[Spambayes] Problems getting started with IMAP...

Tony Meyer tameyer at ihug.co.nz
Fri Apr 23 03:55:05 EDT 2004


[End of the week, and I finally get time to look at all of this.  Apologies
for the delay, and thanks for working through things yourself while I was
busy.]

> It doesn't seem to see the dbm module, so it must not
> be in our installation (Solaris 2.6) and I don't
> know much about Python, so I'm not sure how to add it
> in. Since the "-p" option works, I'm fine.
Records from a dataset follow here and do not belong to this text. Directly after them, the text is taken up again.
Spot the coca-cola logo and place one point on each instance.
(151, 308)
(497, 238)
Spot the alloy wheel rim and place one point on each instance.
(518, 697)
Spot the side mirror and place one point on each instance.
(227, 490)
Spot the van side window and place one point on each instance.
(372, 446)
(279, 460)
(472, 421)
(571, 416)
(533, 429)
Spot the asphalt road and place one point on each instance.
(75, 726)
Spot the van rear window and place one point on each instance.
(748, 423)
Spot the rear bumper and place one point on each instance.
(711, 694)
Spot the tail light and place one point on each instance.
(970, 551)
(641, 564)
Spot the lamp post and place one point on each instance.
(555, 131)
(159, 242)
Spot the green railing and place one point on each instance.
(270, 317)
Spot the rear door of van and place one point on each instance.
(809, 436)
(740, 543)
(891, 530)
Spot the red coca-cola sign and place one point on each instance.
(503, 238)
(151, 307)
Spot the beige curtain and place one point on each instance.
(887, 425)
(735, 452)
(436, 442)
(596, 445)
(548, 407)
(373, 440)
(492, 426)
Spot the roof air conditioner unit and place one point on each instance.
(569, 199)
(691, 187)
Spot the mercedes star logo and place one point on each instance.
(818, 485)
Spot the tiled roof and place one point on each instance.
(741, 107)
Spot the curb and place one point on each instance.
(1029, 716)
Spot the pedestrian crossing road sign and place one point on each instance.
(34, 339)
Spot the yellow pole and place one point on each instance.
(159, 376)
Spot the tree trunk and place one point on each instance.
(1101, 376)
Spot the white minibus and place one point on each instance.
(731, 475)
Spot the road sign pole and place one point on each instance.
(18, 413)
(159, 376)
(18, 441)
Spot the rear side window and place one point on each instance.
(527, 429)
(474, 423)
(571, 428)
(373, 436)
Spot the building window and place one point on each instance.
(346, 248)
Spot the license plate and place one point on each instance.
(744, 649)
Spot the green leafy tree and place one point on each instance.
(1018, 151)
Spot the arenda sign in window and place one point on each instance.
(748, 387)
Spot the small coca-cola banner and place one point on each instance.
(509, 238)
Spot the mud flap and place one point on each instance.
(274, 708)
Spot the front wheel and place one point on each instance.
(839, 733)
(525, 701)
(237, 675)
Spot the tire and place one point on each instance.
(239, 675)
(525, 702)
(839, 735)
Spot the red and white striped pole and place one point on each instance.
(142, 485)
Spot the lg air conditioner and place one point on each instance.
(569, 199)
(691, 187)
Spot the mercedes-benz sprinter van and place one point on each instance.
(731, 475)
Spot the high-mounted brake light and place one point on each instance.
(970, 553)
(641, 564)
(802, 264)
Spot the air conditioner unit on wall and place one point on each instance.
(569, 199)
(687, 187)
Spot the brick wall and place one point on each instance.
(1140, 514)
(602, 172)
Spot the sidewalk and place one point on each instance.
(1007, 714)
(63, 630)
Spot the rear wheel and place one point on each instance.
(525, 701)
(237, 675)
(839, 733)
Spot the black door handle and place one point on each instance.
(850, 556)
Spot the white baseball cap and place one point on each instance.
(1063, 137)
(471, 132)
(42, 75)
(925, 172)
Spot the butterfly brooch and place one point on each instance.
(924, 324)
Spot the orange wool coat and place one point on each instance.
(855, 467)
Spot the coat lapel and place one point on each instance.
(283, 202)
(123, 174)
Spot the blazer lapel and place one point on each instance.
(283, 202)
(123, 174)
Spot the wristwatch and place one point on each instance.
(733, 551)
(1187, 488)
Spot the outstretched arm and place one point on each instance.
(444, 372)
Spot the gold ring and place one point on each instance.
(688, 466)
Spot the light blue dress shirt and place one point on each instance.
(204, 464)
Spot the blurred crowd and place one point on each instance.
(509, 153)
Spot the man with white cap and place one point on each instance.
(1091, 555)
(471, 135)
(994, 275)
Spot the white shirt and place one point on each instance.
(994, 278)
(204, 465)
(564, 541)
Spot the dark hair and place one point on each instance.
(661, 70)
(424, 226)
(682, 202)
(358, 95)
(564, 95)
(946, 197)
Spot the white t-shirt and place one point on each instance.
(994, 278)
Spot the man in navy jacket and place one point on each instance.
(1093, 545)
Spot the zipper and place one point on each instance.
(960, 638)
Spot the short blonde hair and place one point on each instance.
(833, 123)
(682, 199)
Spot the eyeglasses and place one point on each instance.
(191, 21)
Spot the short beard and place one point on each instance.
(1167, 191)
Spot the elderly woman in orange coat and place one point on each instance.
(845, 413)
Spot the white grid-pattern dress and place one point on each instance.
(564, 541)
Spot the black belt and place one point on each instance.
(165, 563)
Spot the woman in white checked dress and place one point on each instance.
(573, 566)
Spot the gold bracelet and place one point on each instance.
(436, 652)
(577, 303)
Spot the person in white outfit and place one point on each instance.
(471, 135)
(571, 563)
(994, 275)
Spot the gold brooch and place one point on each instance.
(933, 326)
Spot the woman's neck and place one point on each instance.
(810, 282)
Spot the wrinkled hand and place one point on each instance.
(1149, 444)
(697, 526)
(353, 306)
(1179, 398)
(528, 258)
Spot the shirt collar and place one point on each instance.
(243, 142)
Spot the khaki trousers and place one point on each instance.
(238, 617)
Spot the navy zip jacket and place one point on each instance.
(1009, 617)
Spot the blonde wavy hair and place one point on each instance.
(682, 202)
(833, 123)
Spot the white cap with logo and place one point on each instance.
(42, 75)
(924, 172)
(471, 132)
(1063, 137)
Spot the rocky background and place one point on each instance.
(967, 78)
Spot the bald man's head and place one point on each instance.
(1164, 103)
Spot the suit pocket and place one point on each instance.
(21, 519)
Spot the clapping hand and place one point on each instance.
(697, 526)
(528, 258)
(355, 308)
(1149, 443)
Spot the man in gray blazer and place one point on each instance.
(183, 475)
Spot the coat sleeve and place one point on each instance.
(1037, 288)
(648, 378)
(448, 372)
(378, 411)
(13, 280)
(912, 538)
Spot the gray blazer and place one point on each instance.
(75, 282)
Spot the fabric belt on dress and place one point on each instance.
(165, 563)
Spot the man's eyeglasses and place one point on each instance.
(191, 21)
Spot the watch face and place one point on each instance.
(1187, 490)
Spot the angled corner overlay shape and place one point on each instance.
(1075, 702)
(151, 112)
In some ways the -p option is better, anyway (faster to score, slower to
load/train), and you can be fairly certain that you'll avoid any corruption
problems, too.

> Here's what the browser shows, when I pick the "More
> Statistics..." link:
[...]
>    File "/users/pcm/lib/python/spambayes/Stats.py", line 58, in 
> CalculateStats
>      for msg in msginfoDB.db.keys():
> 
> AttributeError: 'NoneType' object has no attribute 'keys'

Ah, I think I know what this is - a bug I introduced with 1.0b1 (IIRC that's
what you're using) or 1.0a9.  It'd probably only be noticeable if you don't
have dbm available.  Try the following patch to spambayes/message.py:

"""
--- 205,215 ----
  # so that these files don't litter lots of working directories.
  # Once there is a master db, this option can be removed.
  message_info_db_name = get_pathname_option("Storage",
"messageinfo_storage_fil
e")
! if options["Storage", "persistent_use_database"] is True or \
!    options["Storage", "persistent_use_database"] == "dbm":
      msginfoDB = MessageInfoDB(message_info_db_name)
! elif options["Storage", "persistent_use_database"] is False or \
!      options["Storage", "persistent_use_database"] == "pickle":
      msginfoDB = MessageInfoPickle(message_info_db_name)

  class Message(email.Message.Message):
"""

> The stats would be nice, and training on incoming messages,
> like the POP3 one would be awesome!

Note that the POP3 proxy does lean towards 'train on everything', which is
almost certainly not the best training regime.  The IMAP filter probably
leans towards 'train on mistakes', which is a reasonable method.

Note that you can set the filter to train on the same folders you are
filtering/moving spam to, which would mean that training was automatically
done on all incoming mail.  I suppose a review page, like the POP3 proxy
one, could be built that presented the messages that were on the IMAP
server.  This would be a reasonable chunk of work, though.  If you really
would like that, then open a feature request
<http://sf.net/projects/spambayes> and assign it to me, and I'll get to it
some day.

> Hmm. With IMAP though, when I look into my mail directory on
> my machine, I don't see the full messages. It almost looks
> like some kind of index or summary? Would I need to move the
> messages to a local folder and then "upload" them?

If there was a review page style training system for IMAP, then I'd get it
to ignore anything local (just like the POP3 one does, in many ways), and
ask the server for a list of messages in certain folders.  It would then
need to download any ones that are used for training.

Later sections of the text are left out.